For most of us, a tasty supermarket tomato is an oxymoron.
The reign of the tasteless supermarket tomato may be coming to an end thanks to genius/horticultural scientist Professor Harry J. Klee. Klee has developed a hybrid breed that will restore the flavour and keep the traits that growers need to supply a tasty supermarket tomato.
Over the last 50 years, magical tomato flavour has been removed by farmers in need of large tomatoes to max out on being paid by the pound. The cost of meeting that demand? Blandness.
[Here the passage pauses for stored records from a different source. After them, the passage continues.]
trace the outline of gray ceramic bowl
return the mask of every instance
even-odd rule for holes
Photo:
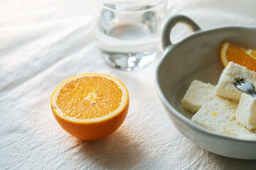
[[[170,33],[178,23],[189,27],[193,34],[172,44]],[[256,141],[225,136],[200,127],[191,121],[192,114],[183,108],[181,101],[194,79],[217,84],[223,69],[220,50],[224,41],[256,49],[255,40],[255,27],[229,26],[203,30],[184,16],[169,18],[164,26],[164,55],[156,70],[156,91],[177,130],[196,145],[217,154],[256,159]]]

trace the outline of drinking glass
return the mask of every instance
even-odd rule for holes
[[[127,71],[151,62],[160,43],[166,4],[166,0],[96,1],[94,25],[105,62]]]

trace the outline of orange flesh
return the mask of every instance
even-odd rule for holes
[[[256,72],[256,51],[252,50],[250,54],[244,48],[230,45],[226,51],[226,58],[228,62],[232,61]]]
[[[120,105],[122,92],[113,81],[101,76],[85,76],[63,86],[57,106],[64,115],[80,119],[102,117]]]

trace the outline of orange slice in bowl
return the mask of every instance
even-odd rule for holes
[[[220,60],[224,67],[229,62],[233,62],[256,72],[256,50],[237,47],[225,42],[221,46]]]
[[[95,140],[122,125],[129,101],[128,91],[119,80],[102,74],[85,74],[58,85],[50,106],[65,131],[81,140]]]

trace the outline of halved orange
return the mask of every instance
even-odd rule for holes
[[[220,60],[224,67],[229,62],[233,62],[256,72],[256,50],[237,47],[225,42],[221,46]]]
[[[92,73],[65,80],[50,98],[60,125],[85,140],[99,140],[115,131],[127,116],[129,102],[128,91],[119,80]]]

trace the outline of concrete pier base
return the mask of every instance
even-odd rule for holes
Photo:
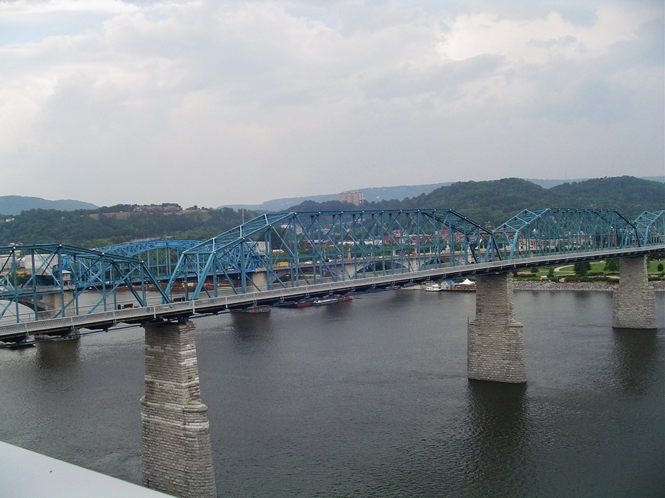
[[[655,291],[649,286],[646,257],[621,259],[619,284],[614,291],[612,326],[657,329]]]
[[[523,327],[515,320],[508,274],[478,276],[476,317],[469,323],[468,334],[470,379],[526,382]]]
[[[201,403],[194,324],[145,326],[141,399],[143,485],[177,497],[215,497],[208,408]]]

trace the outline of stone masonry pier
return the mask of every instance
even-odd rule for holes
[[[524,332],[515,320],[509,274],[478,275],[476,317],[468,333],[470,379],[526,382]]]
[[[161,322],[144,328],[143,485],[177,497],[215,497],[208,408],[200,400],[194,324]]]
[[[657,328],[655,290],[649,286],[646,256],[621,259],[619,284],[614,292],[612,326]]]

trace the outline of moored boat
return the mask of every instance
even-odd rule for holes
[[[334,304],[339,302],[339,297],[335,296],[326,296],[325,297],[316,297],[312,304],[314,306],[323,306],[324,304]]]
[[[242,308],[242,309],[231,310],[232,313],[268,313],[269,311],[270,311],[270,306],[251,306],[249,308]]]

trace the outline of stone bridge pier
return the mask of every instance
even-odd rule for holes
[[[646,256],[621,259],[612,312],[614,329],[657,328],[655,291],[649,286],[646,265]]]
[[[469,323],[468,378],[526,382],[523,326],[515,320],[508,273],[478,275],[476,317]]]
[[[145,330],[141,399],[142,481],[177,497],[215,497],[208,408],[201,403],[190,321]]]

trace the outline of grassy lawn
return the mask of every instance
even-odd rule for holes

After years of work, Dr. Klee and his colleagues have not only identified the flavour chemicals deficient in modern tomatoes, but they’ve also located the genes that produce them via heirlooms and wild tomatoes.
This great news is made even better by the fact that traditional breeding and not genetic engineering is being used to make tomatoes tasty again.
“I don’t want people to not eat a great-tasting tomato because they’re scared of it,” Dr. Klee said.
The magical chemistry that is great tomato flavour is a mix of sugars (we love a sweet tomato), acids and something called volatile chemicals — the flavour compounds that waft into the air carrying the fruit’s aroma.
Restoring the “good” versions of the genes won’t affect the traits that growers demand, meaning that buying tasty supermarket tomatoes may be in your future.
But is it too late? In a recent tasting panel, some younger people chose the flavour of the existing supermarket tomatoes as their favourite.
“That bothers me a lot,” Dr. Klee said. “Have we trained a whole generation that doesn’t know what a good tomato is?”